Let, \(f\left( x \right) = y = {x^2}\,sinx,\,\,\,0 \le x \le \pi \)

To find a derivative differentiating equation with respect to x.

\(\begin{aligned}{l}f'\left( x \right) &= \frac{d}{{dx}}\left( {{x^2}\,sinx} \right)\\f'\left( x \right) &= 2x\,sinx + {x^2}cosx\end{aligned}\)

Differentiating again:

\(\begin{aligned}{l}f''\left( x \right) &= \frac{d}{{dx}}\left( {2x\,sinx + {x^2}cosx} \right)\\f''\left( x \right) &= 2\sin x + 2x\cos x + \left( {2x\cos x + {x^2}\left( { - \sin x} \right)} \right)\\f''\left( x \right) &= 4x\cos x + \left( {2 - {x^2}} \right)\sin x\end{aligned}\)

Since we are finding the inflation point of\(f\left( x \right)\), which are zeros of the\(f''\left( x \right)\)

Therefore, for finding the inflection point of\(f\left( x \right)\)we need to find the roots of\(f''\left( x \right)\)using Newton’s method.

\(f''\left( x \right) = 4x\cos x + \left( {2 - {x^2}} \right)\sin x\)

\(\begin{aligned}{l}f'''\left( x \right) &= \frac{d}{{dx}}\left( {4x\cos x + \left( {2 - {x^2}} \right)\sin x} \right)\\f'''\left( x \right) &= 4\cos x + 4x\left( { - \sin x} \right) + \left( { - 2x\sin x + \left( {2 - {x^2}} \right)} \right)\\f'''\left( x \right) &= \left( {6 - {x^2}} \right)\cos x - 6x\sin x\end{aligned}\)

Newton’s formula:

\({x_{n + 1}} = {x_n} - \frac{{f\left( {{x_n}} \right)}}{{f'\left( {{x_n}} \right)}}\)

Since we are finding the roots of\(f''\left( x \right)\).

Therefore, the formula will be:

\({x_{n + 1}} = {x_n} - \frac{{f''\left( {{x_n}} \right)}}{{f'''\left( {{x_n}} \right)}}\)

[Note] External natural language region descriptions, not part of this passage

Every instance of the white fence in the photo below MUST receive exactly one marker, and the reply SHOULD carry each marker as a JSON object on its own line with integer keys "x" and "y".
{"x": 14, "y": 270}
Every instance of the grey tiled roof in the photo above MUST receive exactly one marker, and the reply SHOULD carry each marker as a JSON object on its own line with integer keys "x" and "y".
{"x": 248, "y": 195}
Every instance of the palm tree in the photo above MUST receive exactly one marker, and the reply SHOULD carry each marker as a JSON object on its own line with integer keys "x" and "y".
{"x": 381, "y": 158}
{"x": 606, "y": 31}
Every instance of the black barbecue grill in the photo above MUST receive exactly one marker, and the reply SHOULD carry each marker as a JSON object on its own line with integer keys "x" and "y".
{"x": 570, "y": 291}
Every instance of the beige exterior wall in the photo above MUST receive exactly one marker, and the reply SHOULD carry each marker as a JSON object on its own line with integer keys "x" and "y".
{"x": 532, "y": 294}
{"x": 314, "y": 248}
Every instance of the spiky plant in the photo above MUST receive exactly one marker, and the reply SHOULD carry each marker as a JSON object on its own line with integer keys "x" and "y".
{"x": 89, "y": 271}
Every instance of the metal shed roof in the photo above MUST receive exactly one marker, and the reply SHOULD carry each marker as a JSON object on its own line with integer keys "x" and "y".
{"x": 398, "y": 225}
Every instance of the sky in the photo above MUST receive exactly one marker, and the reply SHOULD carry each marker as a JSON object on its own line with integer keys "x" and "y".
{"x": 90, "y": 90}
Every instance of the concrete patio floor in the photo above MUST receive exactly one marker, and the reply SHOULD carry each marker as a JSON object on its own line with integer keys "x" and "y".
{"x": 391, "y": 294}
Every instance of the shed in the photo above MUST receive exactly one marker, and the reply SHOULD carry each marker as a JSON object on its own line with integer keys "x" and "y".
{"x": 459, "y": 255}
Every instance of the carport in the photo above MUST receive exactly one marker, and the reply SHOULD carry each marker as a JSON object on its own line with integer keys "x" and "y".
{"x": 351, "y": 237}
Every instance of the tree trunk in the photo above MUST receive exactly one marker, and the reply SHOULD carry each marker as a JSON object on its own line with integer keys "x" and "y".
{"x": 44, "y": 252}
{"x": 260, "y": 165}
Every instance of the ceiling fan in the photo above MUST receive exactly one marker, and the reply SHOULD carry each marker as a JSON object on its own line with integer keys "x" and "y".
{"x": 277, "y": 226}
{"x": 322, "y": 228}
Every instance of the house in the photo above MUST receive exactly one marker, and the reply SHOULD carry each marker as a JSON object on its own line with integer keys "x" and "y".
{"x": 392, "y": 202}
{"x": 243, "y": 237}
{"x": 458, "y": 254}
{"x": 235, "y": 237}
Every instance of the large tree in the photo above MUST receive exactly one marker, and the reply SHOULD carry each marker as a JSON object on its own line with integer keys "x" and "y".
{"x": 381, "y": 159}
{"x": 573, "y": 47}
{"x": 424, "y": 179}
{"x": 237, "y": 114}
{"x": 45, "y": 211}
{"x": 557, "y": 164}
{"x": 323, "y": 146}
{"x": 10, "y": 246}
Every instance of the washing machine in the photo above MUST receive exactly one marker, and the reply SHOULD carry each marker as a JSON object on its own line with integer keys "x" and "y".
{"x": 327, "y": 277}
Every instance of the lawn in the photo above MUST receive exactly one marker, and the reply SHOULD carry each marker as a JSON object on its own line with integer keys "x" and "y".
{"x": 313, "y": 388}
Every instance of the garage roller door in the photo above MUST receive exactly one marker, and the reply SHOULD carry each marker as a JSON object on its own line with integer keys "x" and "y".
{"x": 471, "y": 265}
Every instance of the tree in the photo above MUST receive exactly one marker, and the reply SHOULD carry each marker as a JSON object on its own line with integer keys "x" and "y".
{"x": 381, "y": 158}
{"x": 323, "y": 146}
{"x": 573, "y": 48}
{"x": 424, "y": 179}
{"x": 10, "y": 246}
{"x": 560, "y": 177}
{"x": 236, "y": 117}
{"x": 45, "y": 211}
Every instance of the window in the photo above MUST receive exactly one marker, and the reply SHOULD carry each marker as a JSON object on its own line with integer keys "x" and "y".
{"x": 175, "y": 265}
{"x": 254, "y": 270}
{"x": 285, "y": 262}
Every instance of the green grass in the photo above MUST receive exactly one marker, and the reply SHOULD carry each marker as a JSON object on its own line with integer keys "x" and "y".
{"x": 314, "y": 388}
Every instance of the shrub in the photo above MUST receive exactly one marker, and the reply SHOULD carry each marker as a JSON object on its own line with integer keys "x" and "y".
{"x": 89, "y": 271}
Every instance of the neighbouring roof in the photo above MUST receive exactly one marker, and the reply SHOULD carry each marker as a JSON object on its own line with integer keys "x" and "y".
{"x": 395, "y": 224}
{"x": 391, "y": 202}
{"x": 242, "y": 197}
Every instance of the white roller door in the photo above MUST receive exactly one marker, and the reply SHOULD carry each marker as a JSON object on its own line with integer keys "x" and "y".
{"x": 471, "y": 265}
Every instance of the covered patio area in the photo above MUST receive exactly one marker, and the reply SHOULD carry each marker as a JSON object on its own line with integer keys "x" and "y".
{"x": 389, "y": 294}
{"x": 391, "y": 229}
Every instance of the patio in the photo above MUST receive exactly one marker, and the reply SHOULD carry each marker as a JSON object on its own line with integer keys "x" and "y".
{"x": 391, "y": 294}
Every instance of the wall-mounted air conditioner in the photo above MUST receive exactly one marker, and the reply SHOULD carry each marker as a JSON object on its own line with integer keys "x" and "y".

The graph for \(f\left( x \right)\)and \(f''\left( x \right)\) is given below:

From the graph, we can conclude that \(f''\left( x \right)\)has only one root in the interval\(\,0 \le x \le \pi \)which is close to 1.5,

Therefore, taking the initial approximation\({x_1} = 1.5\)

From Newton’s formula

\(\begin{aligned}{l}{x_2} &= {x_1} - \frac{{f''\left( {{x_1}} \right)}}{{f'''\left( {{x_1}} \right)}}\\{x_2} &= 1.5 - \frac{{f''\left( {1.5} \right)}}{{f'''\left( {1.5} \right)}}\\{x_2} &= 1.52009247\end{aligned}\)

Similarly,

\(\begin{aligned}{l}{x_4} &= 1.51985533 - \frac{{f''\left( {1.51985533} \right)}}{{f'''\left( {1.51985533} \right)}}\\{x_4} &= 1.51985530\end{aligned}\)

Since the first 6 digits are not changing so, no need for further calculations.

The root of \(f''\left( x \right)\)is\(x = 1.519855\).

For finding the value of function substituting\(x = 1.519855\)in \(f\left( x \right)\).

Hence, the inflection point of the curve is \(\left( {1.519855,\,\,2.306964} \right)\).